People working from home in Azerbaijan pay just $112 a month for a fixed-line broadband package, 1GB of mobile data and basic utilities such as electricity for lighting, a kettle, heating and charging a laptop, making it the cheapest country on the list, according to the Worldwide Work From Home Index.


Workers in Azerbaijan pay $0.05 per kWh of electricity, which means it costs only $0.46 to charge a laptop every day for a month, the research shows.

Ukraine, where broadband costs just $6.64 a month, is the second-cheapest country to work from home at $131, the research found. Singapore ($153), Russia ($165) and Turkey ($187) round out the top five positions on the list of least expensive countries to work remotely.

The average monthly cost of a fixed-line broadband package and 1GB of data were estimated using price comparison site cable.co.uk’s worldwide data. The average energy cost was calculated by multiplying the estimated kWh of each activity by the average cost per kWh of electricity in each country, which was sourced from the World Bank.

At the other end of the spectrum, Barbados is the most expensive country to work from home, with residents spending an estimated $586 a month on broadband, mobile data and basic utilities. Spain ($547) and Germany ($530) are the second and third-most expensive countries to work from home, respectively, followed by Denmark ($519) and Portugal ($486).

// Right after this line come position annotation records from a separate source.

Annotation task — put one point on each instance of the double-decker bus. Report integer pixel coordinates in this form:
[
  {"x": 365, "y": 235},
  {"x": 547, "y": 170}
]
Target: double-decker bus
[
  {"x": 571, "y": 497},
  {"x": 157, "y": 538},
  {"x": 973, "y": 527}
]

The UK also ranked in the top 10, with workers spending $381 per month to work from home, the report said.

The Covid-19 pandemic disrupted many traditional norms around employment and triggered the work-from-home trend.

Digital nomads embraced the idea of working from anywhere to reap, among other rewards, the benefits of geographic arbitrage. This means strategic relocation to places where people can continue to earn in a stronger currency but are now spending it in the weaker currency of their new home.

Dubai last year launched a remote working programme that allows professionals to live in the emirate while being employed overseas. The aim is to encourage employees around the world to relocate to Dubai and benefit from the same services residents of the emirate enjoy, including phone and internet, utilities, schooling and tax-free salaries.